The effort here is to combine experiment automation with a pricing engine with machine learning. What you get is a series of automated experiments where customers are offered certain incentives to bring in new money. Each customer is then rated as to their reaction and sensitivity to certain promotion types. Once a test is successful, other “look-alike” customers are found and tested.
Some banks are already doing this and achieving about 30% better performance as judged by the value of accounts. Deposit balances are larger, interest sensitivity is lower, and lifetime value is greater.
Your Weakness – Your Core System
Your deposit data is readily available from your core system. If you are willing to analyze the data, plus run some experiments, then you may find excellent reasons to tier. The problem is – most core systems do not lend themselves to inspecting a time series of data.
More importantly, few traditional core systems can handle tiering by anything other than balance size. The future is to be able to tier by account age, profession, disposable income, number of products utilized, and geography. This is likely the reason why you should consider a more modern core such as Thought Machines, Finxact, or others.
If done the right way, tiering can serve to increase balances, drive down your cost of funds, and, best of all, decrease interest rate sensitivity.
Our advice is not to put too much effort into tiering – particularly not now when rates are rising and accounts are already becoming more interest-rate sensitive by the day. You may not be able to employ machine learning to deposit tiering, but there are some lessons described in this article that you can experiment with to see if they work for your bank.
In general, tiering increases complexity which jumps operational cost and causes confusion for both the customer and the employee. Take a look and consider doing away with your tiers entirely unless you are committed to marketing and utilizing the tiers how they were designed. To keep or expand your tiers banks should have some evidence that the tiers are helping.

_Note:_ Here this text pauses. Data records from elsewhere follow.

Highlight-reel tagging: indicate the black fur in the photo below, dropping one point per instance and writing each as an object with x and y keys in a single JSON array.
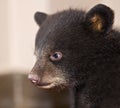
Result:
[{"x": 91, "y": 59}]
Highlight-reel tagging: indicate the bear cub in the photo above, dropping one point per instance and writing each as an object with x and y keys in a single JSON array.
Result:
[{"x": 81, "y": 51}]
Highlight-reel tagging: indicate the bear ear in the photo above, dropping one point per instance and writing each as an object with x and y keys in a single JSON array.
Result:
[
  {"x": 40, "y": 17},
  {"x": 100, "y": 18}
]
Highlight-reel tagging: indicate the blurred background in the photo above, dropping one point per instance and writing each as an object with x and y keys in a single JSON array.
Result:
[{"x": 17, "y": 34}]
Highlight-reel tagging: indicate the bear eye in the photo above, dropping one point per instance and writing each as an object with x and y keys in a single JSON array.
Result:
[{"x": 56, "y": 56}]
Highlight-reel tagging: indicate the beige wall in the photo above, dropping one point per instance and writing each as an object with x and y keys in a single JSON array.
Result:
[{"x": 18, "y": 28}]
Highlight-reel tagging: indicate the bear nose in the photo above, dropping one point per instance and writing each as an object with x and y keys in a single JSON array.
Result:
[{"x": 34, "y": 78}]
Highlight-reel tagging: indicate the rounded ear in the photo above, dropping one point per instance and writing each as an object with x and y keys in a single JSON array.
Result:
[
  {"x": 99, "y": 19},
  {"x": 40, "y": 17}
]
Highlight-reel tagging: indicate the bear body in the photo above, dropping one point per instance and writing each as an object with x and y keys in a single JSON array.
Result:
[{"x": 79, "y": 50}]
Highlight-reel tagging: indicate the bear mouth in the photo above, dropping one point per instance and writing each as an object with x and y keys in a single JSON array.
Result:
[{"x": 45, "y": 85}]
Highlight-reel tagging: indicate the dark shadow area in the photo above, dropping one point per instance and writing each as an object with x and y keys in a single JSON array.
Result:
[{"x": 16, "y": 91}]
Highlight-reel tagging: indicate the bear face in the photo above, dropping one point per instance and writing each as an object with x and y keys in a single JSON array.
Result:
[{"x": 72, "y": 46}]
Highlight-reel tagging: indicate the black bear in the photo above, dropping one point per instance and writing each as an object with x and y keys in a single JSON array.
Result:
[{"x": 79, "y": 50}]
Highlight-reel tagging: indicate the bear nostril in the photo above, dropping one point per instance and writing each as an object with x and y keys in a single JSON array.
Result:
[
  {"x": 35, "y": 82},
  {"x": 34, "y": 78}
]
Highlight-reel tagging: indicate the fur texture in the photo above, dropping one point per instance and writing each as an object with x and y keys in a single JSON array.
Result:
[{"x": 90, "y": 65}]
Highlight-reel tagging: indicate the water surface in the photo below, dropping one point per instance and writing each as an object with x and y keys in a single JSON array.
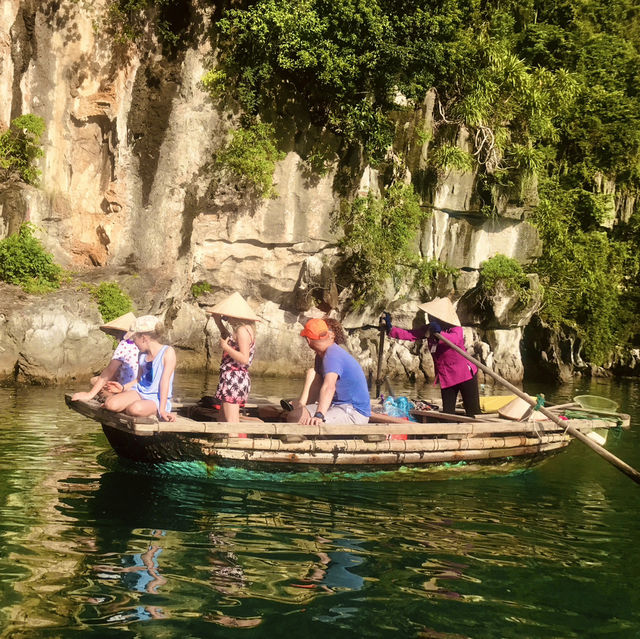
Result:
[{"x": 90, "y": 547}]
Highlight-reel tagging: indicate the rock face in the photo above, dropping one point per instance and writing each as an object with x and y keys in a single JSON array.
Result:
[{"x": 126, "y": 194}]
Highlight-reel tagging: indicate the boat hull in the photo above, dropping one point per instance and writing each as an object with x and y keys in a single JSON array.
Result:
[{"x": 458, "y": 442}]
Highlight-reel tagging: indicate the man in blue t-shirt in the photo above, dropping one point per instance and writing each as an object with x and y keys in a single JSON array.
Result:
[{"x": 338, "y": 392}]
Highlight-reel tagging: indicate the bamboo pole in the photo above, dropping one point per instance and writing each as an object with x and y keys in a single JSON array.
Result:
[
  {"x": 630, "y": 472},
  {"x": 383, "y": 332}
]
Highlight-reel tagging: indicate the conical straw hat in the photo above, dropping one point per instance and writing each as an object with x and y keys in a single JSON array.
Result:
[
  {"x": 122, "y": 323},
  {"x": 518, "y": 408},
  {"x": 441, "y": 308},
  {"x": 235, "y": 306}
]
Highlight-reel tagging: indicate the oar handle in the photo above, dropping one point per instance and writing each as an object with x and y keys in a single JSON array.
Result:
[{"x": 574, "y": 432}]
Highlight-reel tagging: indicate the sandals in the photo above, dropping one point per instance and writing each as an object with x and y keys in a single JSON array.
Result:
[{"x": 286, "y": 405}]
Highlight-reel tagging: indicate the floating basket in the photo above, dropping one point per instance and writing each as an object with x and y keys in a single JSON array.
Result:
[{"x": 594, "y": 402}]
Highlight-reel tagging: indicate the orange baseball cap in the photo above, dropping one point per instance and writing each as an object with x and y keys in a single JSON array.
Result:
[{"x": 315, "y": 329}]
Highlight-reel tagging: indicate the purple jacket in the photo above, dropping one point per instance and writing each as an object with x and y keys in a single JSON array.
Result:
[{"x": 451, "y": 367}]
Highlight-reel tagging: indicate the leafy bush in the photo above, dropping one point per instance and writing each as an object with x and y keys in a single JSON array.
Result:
[
  {"x": 251, "y": 156},
  {"x": 449, "y": 156},
  {"x": 343, "y": 60},
  {"x": 24, "y": 262},
  {"x": 428, "y": 271},
  {"x": 129, "y": 20},
  {"x": 200, "y": 288},
  {"x": 20, "y": 148},
  {"x": 506, "y": 271},
  {"x": 588, "y": 276},
  {"x": 377, "y": 238},
  {"x": 112, "y": 300}
]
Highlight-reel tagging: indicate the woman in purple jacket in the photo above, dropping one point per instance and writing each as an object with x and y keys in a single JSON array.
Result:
[{"x": 453, "y": 372}]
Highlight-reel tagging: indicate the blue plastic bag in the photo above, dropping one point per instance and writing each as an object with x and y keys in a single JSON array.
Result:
[{"x": 398, "y": 407}]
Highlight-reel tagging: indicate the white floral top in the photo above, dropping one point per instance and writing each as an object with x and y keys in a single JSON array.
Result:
[{"x": 128, "y": 353}]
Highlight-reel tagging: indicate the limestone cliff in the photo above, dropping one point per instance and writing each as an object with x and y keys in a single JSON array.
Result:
[{"x": 126, "y": 195}]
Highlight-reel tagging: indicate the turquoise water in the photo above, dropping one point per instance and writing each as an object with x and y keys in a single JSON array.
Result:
[{"x": 91, "y": 547}]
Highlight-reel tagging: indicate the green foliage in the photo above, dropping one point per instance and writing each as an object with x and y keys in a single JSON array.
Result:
[
  {"x": 24, "y": 262},
  {"x": 251, "y": 156},
  {"x": 450, "y": 156},
  {"x": 428, "y": 272},
  {"x": 506, "y": 271},
  {"x": 200, "y": 288},
  {"x": 130, "y": 19},
  {"x": 20, "y": 148},
  {"x": 378, "y": 236},
  {"x": 548, "y": 91},
  {"x": 112, "y": 300},
  {"x": 587, "y": 275},
  {"x": 344, "y": 60}
]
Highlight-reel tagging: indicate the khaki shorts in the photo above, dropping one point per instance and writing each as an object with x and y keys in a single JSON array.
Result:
[{"x": 340, "y": 414}]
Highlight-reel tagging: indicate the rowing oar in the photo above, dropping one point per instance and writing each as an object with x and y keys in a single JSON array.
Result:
[
  {"x": 382, "y": 328},
  {"x": 574, "y": 432}
]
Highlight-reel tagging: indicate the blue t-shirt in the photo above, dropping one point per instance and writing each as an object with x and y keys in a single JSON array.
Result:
[{"x": 351, "y": 387}]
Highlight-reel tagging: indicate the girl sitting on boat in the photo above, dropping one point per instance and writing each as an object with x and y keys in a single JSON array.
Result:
[
  {"x": 453, "y": 372},
  {"x": 123, "y": 366},
  {"x": 151, "y": 392},
  {"x": 238, "y": 350}
]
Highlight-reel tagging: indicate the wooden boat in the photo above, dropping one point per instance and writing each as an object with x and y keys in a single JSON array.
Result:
[{"x": 436, "y": 442}]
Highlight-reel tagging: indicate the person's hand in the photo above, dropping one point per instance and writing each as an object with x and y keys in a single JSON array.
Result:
[
  {"x": 387, "y": 321},
  {"x": 434, "y": 327},
  {"x": 81, "y": 397}
]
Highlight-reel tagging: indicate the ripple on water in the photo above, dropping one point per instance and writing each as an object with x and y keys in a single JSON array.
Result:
[{"x": 93, "y": 545}]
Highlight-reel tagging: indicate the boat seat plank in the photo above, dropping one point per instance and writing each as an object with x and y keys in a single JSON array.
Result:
[{"x": 382, "y": 459}]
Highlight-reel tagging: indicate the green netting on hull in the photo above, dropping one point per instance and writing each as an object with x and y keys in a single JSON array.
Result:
[{"x": 200, "y": 470}]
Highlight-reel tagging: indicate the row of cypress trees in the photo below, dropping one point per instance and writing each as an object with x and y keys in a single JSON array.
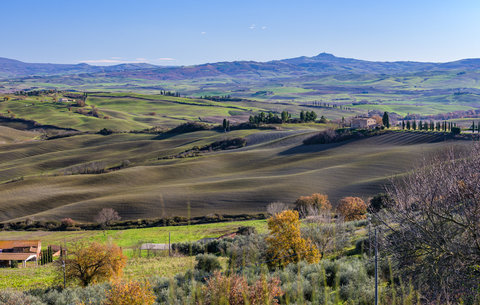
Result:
[
  {"x": 432, "y": 126},
  {"x": 47, "y": 256}
]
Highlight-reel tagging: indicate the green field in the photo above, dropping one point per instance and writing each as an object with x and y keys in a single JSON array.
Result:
[
  {"x": 132, "y": 238},
  {"x": 137, "y": 268}
]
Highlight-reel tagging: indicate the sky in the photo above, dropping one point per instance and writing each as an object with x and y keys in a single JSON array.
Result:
[{"x": 187, "y": 32}]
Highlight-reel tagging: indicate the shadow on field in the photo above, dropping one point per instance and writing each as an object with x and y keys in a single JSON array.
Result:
[{"x": 305, "y": 149}]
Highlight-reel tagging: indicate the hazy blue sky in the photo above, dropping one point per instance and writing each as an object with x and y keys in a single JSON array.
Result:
[{"x": 182, "y": 32}]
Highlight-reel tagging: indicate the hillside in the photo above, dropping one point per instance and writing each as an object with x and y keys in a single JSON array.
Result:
[
  {"x": 235, "y": 181},
  {"x": 323, "y": 63}
]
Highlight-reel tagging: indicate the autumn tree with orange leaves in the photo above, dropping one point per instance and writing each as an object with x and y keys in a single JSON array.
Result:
[
  {"x": 94, "y": 263},
  {"x": 352, "y": 208},
  {"x": 285, "y": 243},
  {"x": 130, "y": 293}
]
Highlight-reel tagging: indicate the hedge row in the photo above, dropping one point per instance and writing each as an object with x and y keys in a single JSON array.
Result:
[{"x": 34, "y": 225}]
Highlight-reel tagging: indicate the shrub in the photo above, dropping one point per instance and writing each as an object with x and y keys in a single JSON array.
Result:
[
  {"x": 130, "y": 293},
  {"x": 248, "y": 230},
  {"x": 246, "y": 250},
  {"x": 94, "y": 262},
  {"x": 94, "y": 294},
  {"x": 455, "y": 130},
  {"x": 235, "y": 290},
  {"x": 378, "y": 202},
  {"x": 352, "y": 208},
  {"x": 105, "y": 132},
  {"x": 14, "y": 297},
  {"x": 329, "y": 235},
  {"x": 285, "y": 244},
  {"x": 207, "y": 262},
  {"x": 67, "y": 222},
  {"x": 276, "y": 207}
]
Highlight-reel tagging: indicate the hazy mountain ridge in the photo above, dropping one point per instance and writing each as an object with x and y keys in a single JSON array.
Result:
[{"x": 321, "y": 64}]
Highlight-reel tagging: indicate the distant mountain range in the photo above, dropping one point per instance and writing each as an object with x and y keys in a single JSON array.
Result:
[{"x": 321, "y": 64}]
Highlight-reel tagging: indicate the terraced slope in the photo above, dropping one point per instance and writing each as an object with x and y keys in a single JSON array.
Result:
[
  {"x": 235, "y": 181},
  {"x": 10, "y": 135}
]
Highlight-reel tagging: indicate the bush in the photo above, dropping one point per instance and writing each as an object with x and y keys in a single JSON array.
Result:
[
  {"x": 94, "y": 262},
  {"x": 94, "y": 294},
  {"x": 378, "y": 202},
  {"x": 248, "y": 230},
  {"x": 67, "y": 222},
  {"x": 234, "y": 289},
  {"x": 14, "y": 297},
  {"x": 276, "y": 207},
  {"x": 105, "y": 132},
  {"x": 130, "y": 293},
  {"x": 455, "y": 130},
  {"x": 207, "y": 263},
  {"x": 285, "y": 244}
]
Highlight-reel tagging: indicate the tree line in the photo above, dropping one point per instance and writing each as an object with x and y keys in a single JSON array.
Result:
[{"x": 285, "y": 117}]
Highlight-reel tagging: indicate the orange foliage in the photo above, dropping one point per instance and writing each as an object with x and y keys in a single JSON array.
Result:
[
  {"x": 352, "y": 208},
  {"x": 235, "y": 290},
  {"x": 95, "y": 262},
  {"x": 317, "y": 200},
  {"x": 285, "y": 244},
  {"x": 130, "y": 293},
  {"x": 378, "y": 119}
]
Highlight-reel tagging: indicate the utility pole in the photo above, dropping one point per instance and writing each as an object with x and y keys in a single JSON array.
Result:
[{"x": 376, "y": 268}]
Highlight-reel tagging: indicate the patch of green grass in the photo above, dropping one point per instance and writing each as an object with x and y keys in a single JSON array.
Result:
[
  {"x": 131, "y": 238},
  {"x": 28, "y": 278}
]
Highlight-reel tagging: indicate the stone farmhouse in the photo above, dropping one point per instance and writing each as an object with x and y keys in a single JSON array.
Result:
[
  {"x": 364, "y": 123},
  {"x": 19, "y": 250}
]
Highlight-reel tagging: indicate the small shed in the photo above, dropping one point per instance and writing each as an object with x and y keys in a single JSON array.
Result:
[
  {"x": 20, "y": 250},
  {"x": 364, "y": 123}
]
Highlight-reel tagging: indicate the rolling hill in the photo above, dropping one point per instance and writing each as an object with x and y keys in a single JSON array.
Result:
[
  {"x": 323, "y": 63},
  {"x": 275, "y": 166}
]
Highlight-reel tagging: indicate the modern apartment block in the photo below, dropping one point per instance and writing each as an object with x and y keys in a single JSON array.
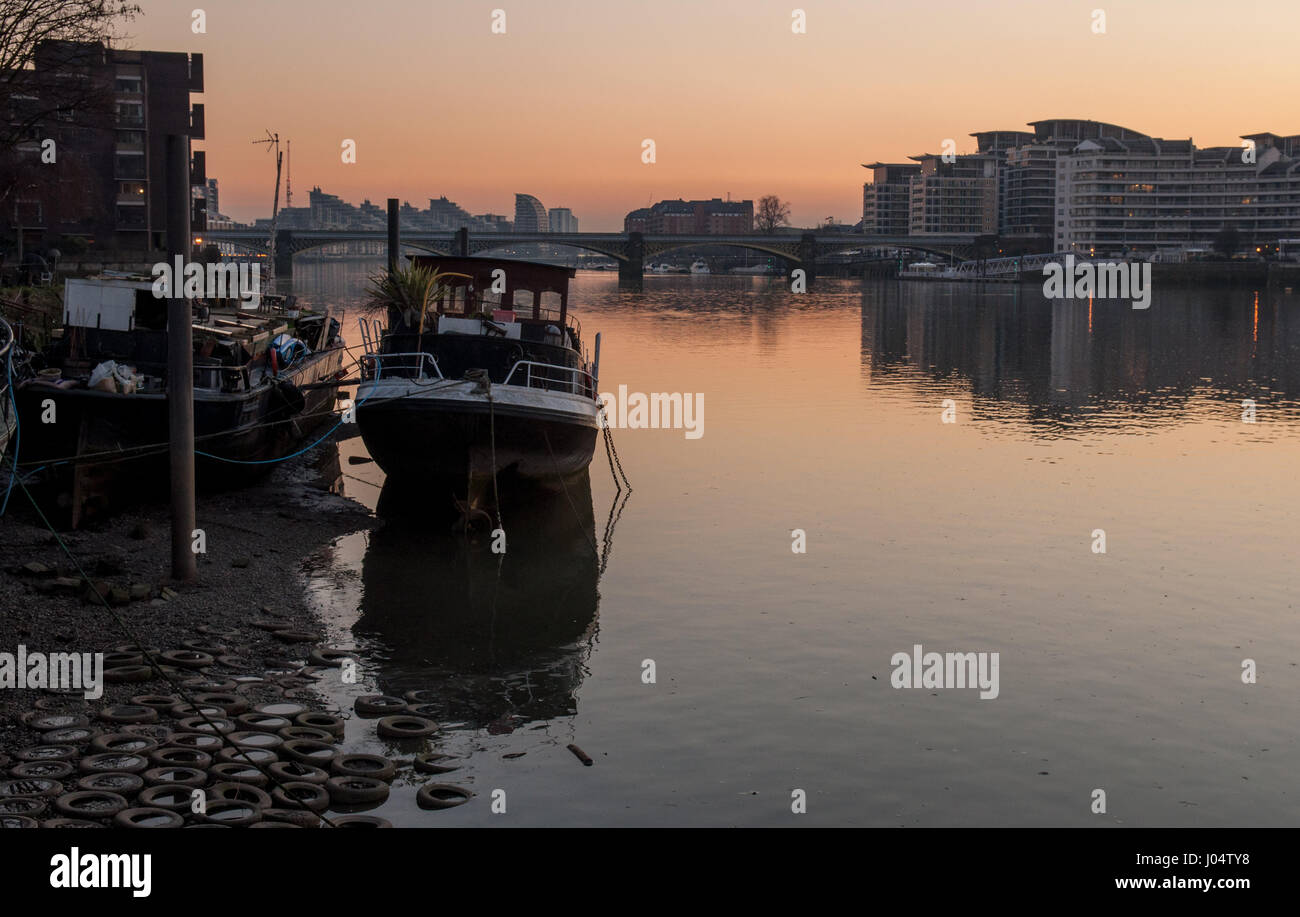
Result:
[
  {"x": 529, "y": 215},
  {"x": 954, "y": 197},
  {"x": 693, "y": 217},
  {"x": 1149, "y": 194},
  {"x": 887, "y": 198},
  {"x": 108, "y": 185},
  {"x": 562, "y": 220},
  {"x": 1093, "y": 186}
]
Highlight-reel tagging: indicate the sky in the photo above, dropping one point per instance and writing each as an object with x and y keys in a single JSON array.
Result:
[{"x": 733, "y": 98}]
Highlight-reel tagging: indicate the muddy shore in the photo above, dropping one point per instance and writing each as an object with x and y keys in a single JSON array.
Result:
[{"x": 258, "y": 539}]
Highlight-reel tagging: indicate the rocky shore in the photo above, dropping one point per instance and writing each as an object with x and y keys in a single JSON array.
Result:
[{"x": 256, "y": 541}]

Further, consider other ways to tier and reward your customers. Balance is just one of many factors that contribute to franchise value.
If you are looking for the fastest way to improve deposit performance at your bank, investing resources in your data and deposit marketing without using rate is one of the best investments a bank can make. This is an excellent time to do this – all it takes is a little work and creativity to unlock double-digit value.